Litigation Risk?

By Denise Rose on December 31st, 2019

Whilst Employment Tribunals have traditionally presented litigants in person with little risk when it comes to adverse costs awards, it is clear to us that an increasingly robust approach is being adopted, as can be seen from the EAT’s decision in Liddington v 2gether NHS Trust.

Whistleblower Claims

In this instance, the Appellant, Ms Liddington, had brought a number of whistleblowing claims against the NHS Trust but ostensibly failed to properly particularise her claims.

During the course of the proceedings no less than three Employment Judges had informed the Claimant that her claims were not adequately particularised, citing, in particular, a failure to provide the dates on which each of the alleged protected disclosures were made.

Inability To Provide Particulars

Although, as a litigant in person, the standards which might be applied to a qualified legal representative were not applicable here the Employment Tribunal found that the Claimant’s continued inability to provide proper particulars amounted to unreasonable conduct which justified costs award against her.
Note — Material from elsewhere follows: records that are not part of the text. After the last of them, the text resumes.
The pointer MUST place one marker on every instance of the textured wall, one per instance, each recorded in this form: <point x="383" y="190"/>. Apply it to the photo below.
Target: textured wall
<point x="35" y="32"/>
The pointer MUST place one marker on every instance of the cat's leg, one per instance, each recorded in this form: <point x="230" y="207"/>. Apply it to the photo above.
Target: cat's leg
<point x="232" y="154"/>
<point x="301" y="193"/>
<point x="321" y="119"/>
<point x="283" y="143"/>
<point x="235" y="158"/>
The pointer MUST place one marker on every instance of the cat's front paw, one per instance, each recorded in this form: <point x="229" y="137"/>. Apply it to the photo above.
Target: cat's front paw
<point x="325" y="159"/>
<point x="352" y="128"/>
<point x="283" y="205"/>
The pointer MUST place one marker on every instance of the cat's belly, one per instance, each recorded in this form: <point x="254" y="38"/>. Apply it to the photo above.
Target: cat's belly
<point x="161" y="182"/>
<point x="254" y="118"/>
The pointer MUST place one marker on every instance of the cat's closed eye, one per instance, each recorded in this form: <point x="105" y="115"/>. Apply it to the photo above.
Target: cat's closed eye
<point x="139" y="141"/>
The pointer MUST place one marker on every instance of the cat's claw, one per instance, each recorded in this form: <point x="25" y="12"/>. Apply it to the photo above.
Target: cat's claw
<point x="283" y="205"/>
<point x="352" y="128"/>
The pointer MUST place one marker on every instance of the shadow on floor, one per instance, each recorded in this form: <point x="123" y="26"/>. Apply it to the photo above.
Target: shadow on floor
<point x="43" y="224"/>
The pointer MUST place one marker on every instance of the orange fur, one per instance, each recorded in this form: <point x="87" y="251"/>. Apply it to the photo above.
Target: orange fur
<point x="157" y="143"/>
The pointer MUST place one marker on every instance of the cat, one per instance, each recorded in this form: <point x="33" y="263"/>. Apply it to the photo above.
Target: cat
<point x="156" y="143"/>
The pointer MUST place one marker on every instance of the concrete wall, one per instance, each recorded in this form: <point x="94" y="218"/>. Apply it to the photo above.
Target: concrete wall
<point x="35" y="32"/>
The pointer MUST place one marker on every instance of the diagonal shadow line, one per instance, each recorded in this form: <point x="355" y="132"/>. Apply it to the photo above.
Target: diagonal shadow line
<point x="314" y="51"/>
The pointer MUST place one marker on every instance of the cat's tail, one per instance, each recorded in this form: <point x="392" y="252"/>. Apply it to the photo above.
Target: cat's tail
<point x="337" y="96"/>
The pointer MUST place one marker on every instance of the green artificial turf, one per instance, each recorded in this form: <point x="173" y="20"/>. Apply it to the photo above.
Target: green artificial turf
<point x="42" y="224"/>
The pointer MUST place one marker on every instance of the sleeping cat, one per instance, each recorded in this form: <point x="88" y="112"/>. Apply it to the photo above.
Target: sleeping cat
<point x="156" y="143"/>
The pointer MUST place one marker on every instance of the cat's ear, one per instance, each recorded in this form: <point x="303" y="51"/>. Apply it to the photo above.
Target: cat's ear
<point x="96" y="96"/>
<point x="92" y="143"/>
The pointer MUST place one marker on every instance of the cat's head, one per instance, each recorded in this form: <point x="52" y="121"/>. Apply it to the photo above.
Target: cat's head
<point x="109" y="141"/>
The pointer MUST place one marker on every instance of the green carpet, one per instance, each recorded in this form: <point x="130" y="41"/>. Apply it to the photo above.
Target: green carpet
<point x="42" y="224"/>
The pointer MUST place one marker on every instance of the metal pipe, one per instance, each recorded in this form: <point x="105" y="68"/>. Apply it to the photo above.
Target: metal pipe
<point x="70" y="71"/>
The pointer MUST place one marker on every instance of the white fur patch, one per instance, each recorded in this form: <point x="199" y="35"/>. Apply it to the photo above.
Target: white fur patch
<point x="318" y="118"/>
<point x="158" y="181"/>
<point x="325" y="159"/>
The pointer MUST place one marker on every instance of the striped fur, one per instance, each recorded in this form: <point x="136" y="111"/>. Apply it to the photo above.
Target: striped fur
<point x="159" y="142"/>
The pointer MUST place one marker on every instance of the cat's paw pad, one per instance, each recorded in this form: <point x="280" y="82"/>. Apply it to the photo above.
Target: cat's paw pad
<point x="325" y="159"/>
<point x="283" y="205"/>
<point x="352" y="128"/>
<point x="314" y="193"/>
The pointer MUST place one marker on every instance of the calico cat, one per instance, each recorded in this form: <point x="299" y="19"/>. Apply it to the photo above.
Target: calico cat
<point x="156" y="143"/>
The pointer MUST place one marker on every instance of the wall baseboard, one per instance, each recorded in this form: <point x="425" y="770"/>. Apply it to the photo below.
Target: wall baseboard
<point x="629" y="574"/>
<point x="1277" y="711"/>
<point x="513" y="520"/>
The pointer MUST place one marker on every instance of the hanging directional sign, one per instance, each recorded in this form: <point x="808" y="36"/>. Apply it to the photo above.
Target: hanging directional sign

The EAT agreed with this decision which will no doubt be welcomed by employers who have been on the receiving end of so-called “nuisance litigation” in the past.

The content on this page is for general awareness only. It is not intended to constitute professional or legal advice. Changes to legislation may have happened since this article was published. The contents of this article should not be used as a basis for action and the reader should be advised to seek the appropriate professional advice based on their individual circumstances.